Asked how his kids would describe him: “intense.” The intensity flows from a conviction that an Indian company cannot fail, must give no one the chance to criticise it. His signature habit is reducing everything to price per kilo — when a 15-crore machine prices out far higher per kilo than the compressor it builds, he interrogates whether it’s the right machine. The closing note ties it to the Sony/Toshiba postwar generation, who wanted Japan to be the cornerstone of global manufacturing. Varadaraj’s version: change how an Indian is perceived walking into a room, not by beating your chest, but by being the best. A journey, he says, without a destination.

Key Takeaways

  • Compressed air is a non-transportable utility — it can’t be generated centrally and piped efficiently like electricity, so every facility needs its own compressor. The machine is incidental; the air is the product.
  • Varadaraj’s 1987 thesis: Indian firms didn’t globalise because protected markets made money too easy to earn, breeding mediocrity — not because government actively prevented it.
  • Pre-liberalisation context: 60% import duty on compressors, import licensing, cars on 5-year waitlists, two-wheelers on 13-year ones. 1991 forced the cleanup.
  • Stated needs vs unstated wants — two parallel R&D tracks: be best at the current art (customer-describable) while inventing the next art (customer-unimaginable, e.g. touchscreen vs bigger buttons).
  • Reputation asymmetry: an unknown Indian brand that fails is unforgiven where a known Western brand would be excused — so quality runs above profit.
  • Warranty as honest signal: longest warranties in the world (US lifetime, Europe 10yr, India 6yr vs rivals’ 1yr) plus among the lowest warranty costs = genuinely low defect rates.
  • “Global” = country-agnostic, not foreign-revenue share. Test: could the company operate competitively without cheap Indian labour? By that test, he says no Indian company is global.
  • Pay-equity target of 32x (six levels, salary doubling each), versus ~360 in US, ~350 India, ~90 Japan. Raise the bottom, don’t cap the top.
  • 367 elements of consumption define shop-floor pay; repriced annually from real shops each March; no union, honoured every year since 1996.
  • China stayed out of compressors because their cheap/commodity playbook serves the ~20% price-buyers, while ~80% of this long-life-cycle market buys on value, quality, brand, and aftermarket credibility.
  • Covid response: committed to no layoffs/no pay cuts, prepared to dilute family equity and raise PE to fund a year of survival; recovery came before they had to.
  • “Price per kilo” is his go-to diagnostic for interrogating capital expenditure.
  • Elgi: ~3,000 crore revenue, ~18,000 crore market cap (at recording), 120+ countries, founded 1960s, builds its own “mother machines.”

Claude’s Take

This is a good one — a founder-operator interview that mostly resists the genre’s usual self-congratulation. Varadaraj’s framings are unusually crisp: the current-art/next-art split, the country-agnostic definition of “global,” and the warranty-cost-plus-warranty-length proof of quality are all things you could actually use to evaluate any manufacturer. The China answer is the kind of segmentation insight that’s obvious only after someone says it.
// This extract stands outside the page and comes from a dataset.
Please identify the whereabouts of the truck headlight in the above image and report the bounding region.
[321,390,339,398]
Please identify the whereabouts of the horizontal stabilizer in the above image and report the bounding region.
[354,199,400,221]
The BS filter does want flagging on a few points. The 367-consumption-elements scheme and the no-jaywalking campus are presented entirely through management’s lens; we hear nothing from a worker, and “we have no union” can read very differently from the shop floor than from the corner office. The 32x equity target is admirable as stated, but it’s a target — he doesn’t say where Elgi actually sits today, and a stated aspiration is cheap. The Covid story is genuinely to his credit, but note the convenient ending: recovery arrived before the equity dilution was tested, so the most painful version of the promise never had to be honoured. And the whole “we must not let India down” motif, while sincere-sounding, is also exactly the flattering frame a thoughtful MD would choose for a public interview.

None of that is disqualifying — it’s a substantive, idea-dense conversation with a genuinely independent thinker who has built something real and verifiable. Krish Kothari asks sharp questions and lets the answers breathe. An 8: high signal, a couple of insights worth keeping, lightly discounted for being a one-sided portrait.